Thursday, August 9, 2018

Choosing Between Spark ML, scikit-learn, and DNNs


Now these aren't the only considerations when deciding on how to build your data science stack and the related tooling you will need around it,  but it is a place a lot of organizations tend to begin their opening questions. Sometimes the answer may be, all the above. But you have to first reflect on your organizations goals and the level of your investment in any transformation effort, especially one that involves such a fundamental shift in how you to turn data into business value.

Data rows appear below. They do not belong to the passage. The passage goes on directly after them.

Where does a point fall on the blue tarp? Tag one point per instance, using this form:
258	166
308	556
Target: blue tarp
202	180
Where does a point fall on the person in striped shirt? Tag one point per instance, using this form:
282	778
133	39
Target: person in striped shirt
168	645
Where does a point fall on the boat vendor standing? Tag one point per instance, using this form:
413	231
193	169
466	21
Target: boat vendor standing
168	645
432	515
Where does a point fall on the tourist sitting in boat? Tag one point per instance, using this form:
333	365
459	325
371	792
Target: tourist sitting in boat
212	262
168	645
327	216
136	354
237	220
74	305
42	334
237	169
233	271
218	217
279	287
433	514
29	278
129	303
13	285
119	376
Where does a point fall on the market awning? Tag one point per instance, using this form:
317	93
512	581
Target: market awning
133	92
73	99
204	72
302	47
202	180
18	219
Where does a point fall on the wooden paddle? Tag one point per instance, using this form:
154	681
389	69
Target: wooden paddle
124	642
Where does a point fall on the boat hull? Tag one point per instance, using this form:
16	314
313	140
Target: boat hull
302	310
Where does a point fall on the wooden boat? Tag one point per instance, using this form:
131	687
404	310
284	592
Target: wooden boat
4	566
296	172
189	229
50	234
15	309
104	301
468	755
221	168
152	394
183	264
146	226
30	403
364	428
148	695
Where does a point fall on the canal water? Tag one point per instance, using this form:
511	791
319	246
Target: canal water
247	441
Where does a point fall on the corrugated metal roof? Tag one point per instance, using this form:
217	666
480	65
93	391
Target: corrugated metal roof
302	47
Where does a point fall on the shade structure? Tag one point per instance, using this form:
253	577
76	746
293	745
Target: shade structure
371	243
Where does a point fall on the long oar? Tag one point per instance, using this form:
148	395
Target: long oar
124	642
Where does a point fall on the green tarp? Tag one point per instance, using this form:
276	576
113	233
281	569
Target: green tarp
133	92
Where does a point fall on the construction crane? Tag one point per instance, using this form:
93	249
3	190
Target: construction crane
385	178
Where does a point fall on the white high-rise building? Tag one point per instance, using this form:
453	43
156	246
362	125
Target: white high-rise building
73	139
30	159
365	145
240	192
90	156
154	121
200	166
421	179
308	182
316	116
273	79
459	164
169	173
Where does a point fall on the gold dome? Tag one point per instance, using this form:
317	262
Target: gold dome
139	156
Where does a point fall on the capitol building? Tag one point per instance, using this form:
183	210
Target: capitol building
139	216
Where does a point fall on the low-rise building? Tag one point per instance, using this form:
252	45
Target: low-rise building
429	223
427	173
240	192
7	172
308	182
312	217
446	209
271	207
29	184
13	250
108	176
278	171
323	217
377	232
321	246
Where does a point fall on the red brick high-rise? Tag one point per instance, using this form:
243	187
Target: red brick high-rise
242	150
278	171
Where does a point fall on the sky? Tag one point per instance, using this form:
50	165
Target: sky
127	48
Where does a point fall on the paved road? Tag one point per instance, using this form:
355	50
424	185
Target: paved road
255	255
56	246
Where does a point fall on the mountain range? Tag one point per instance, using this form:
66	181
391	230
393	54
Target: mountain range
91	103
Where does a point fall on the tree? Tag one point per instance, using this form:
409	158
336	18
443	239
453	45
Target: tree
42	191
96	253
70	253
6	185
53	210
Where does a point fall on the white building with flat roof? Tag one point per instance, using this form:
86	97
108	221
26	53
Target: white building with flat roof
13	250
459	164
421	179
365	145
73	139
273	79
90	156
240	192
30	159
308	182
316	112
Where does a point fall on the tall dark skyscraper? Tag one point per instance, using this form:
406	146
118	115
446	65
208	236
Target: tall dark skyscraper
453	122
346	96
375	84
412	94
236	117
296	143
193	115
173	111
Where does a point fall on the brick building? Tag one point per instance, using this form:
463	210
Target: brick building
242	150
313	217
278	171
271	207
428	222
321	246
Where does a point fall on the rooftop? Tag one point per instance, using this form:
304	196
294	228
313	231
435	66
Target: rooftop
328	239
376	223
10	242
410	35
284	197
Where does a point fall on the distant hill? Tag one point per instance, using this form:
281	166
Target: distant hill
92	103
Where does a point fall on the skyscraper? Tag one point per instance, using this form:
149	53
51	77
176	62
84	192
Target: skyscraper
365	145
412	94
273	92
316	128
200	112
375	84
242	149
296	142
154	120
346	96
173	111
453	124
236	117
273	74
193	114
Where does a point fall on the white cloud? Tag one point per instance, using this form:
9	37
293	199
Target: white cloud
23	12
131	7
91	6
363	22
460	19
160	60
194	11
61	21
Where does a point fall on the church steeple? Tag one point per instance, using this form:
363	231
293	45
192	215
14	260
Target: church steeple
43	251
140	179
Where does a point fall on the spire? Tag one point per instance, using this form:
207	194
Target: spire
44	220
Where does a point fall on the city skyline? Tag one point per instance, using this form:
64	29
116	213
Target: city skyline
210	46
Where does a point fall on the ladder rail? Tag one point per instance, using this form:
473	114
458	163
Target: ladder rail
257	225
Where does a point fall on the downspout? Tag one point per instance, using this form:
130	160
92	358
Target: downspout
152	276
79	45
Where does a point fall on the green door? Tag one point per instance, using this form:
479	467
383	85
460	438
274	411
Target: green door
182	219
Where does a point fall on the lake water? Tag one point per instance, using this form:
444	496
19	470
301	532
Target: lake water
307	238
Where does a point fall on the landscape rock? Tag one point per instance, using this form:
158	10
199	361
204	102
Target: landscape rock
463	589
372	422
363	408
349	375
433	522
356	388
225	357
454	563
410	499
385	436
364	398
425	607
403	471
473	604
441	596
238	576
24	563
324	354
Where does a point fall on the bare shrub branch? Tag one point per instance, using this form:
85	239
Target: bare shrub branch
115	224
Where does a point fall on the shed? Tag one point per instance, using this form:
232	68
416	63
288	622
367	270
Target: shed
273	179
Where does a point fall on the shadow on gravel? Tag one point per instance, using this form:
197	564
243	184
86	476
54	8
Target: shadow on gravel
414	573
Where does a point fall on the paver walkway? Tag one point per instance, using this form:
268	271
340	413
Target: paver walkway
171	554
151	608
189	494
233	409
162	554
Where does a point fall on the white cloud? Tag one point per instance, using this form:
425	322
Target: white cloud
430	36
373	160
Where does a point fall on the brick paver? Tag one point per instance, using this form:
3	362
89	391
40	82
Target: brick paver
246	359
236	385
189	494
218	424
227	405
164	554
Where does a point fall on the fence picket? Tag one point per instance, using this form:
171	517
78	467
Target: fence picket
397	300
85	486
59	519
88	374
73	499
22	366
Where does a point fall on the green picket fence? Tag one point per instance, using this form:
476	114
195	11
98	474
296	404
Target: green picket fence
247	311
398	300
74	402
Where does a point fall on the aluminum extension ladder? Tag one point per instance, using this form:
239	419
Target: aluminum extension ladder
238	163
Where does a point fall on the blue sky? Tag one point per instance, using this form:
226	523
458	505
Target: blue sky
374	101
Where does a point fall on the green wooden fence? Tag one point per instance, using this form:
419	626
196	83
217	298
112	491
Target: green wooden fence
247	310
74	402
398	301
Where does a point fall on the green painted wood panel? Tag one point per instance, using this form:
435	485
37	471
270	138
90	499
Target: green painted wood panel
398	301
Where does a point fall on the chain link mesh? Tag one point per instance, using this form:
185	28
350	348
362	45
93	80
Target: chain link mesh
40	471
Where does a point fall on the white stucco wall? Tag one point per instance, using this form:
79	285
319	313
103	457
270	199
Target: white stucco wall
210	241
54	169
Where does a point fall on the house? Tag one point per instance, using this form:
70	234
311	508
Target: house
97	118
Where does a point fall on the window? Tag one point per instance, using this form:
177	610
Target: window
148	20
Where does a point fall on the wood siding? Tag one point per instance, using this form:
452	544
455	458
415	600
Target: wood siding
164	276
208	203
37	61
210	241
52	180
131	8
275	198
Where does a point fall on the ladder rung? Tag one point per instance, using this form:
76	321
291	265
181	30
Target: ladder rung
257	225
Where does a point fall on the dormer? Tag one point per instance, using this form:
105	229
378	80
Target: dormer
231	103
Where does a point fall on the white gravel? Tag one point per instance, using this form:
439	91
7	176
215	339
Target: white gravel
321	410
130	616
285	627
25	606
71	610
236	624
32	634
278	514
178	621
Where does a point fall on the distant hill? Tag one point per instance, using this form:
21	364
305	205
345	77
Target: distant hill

There are a number considerations that can influence your data science architecture that should be examined before establishing your AI platform. They include:

  1. ETL and data prep tools? AI does not work without data. Find it, mine for it and create it.
  2. Cloud, on-prem or hybrid for building your data science stack?
  3. How big is your data? Really how big is your data? Not everyone has "big data".
  4. What are you modeling? What kind of outcomes are you looking to solve for?
  5. Build, buy, partner. What kind of skills do you want to invest in for in-house data science, ML engineering and ML operations?
The bullets above are only touching on much deeper considerations that need to be assessed by any organization looking to transform their business with AI. But let's step back a bit and just discuss the question posed by the title of this blog to avoid turning this blog into a long drawn out analysis that goes down too many rabbit holes.

Spark ML
It is natural for a lot of organizations who have been doing "Big Data" to get their first exposure to data science through Spark's MLlib. Spark ML is a nice module/framework the comes with Spark and comes packaged with most major Hadoop distributions. The ML APIs and algorithms include many of the popular model building options from decision trees, to survival analysis (time-to-live), to allowing you to build recommendations engines (ALS), to unsupervised learning with clustering and topic modeling. Spark ML is nice and convenient for those coming from the Big Data universe. One nice advantage is that you can often leverage Spark's inherent distributed architecture to build models that can operate at large petabyte scale when needed. Is Spark ML ideal for all data sources and outcome objectives and it is the most efficient (you can hack DNN into if you have the stomach for it) - the answer as you might guess is obviously no. Why, well that is for another day to dive into, but suffice it to say that it may always be the most accurate way to build models and may not always be the best bang for CPU/GPU buck.

scikit-learn
Then there is good old scikit-learn. Any Python developer with a math or data background or has done any statistical modeling (or ML work) will know and likely love scikit-learn and all the other related Python packages such as numpy, scipy and pandas to name the most popular. scikit-learn is a treasure trove of algos and APIs. It is an awesome framework for ML developers and data scientists. Does it scale in same ways that Spark can - unfortunately no. But do you always really need it to? Look at your data before you answer that.

Deep Neural Nets
Then there is the new kids on the block, DNNs (back from the future). Tensorflow and PyTorch just to name a couple of the most popular are claiming to be universal function approximators that can model anything and solve for everything. Note, you will need to bring data and lots of it. They are data hungry. They can solve anything from classifications to generating word embeddings to creating generative models. There isn't much a DNN and its offshoots can't do theoretically. Through their natural fit with GPUs, they can scale fairly efficiently, and you can sometimes sort of distribute them with some extra heavy lift.

Taking your Models Live
A lot of what we just reviewed is about building and training models. Now, how do then take what we just trained and turn it into a service that predicts, classifies or generates data? That is also a topic unto its own. Operationalizing machine learning models can be non-trivial but it can also be not so difficult at times. It just depends on the model you are creating. For example, sometimes discrete bounded models can just be exported into a database, but often times the solution (input and output space) is not finite and requires creating distributed your build models as inference engines - and that is a bit more work. Then there is the nagging issue of how and when to update your models. Again another subject all together.

Buy or Build
So should you build or buy? The big boys (google, aws, azure) are all making a lot of what we just described available as MLaaS offerings (to various degrees of completeness). So stay tuned and current as the AI  technology world is changing fast.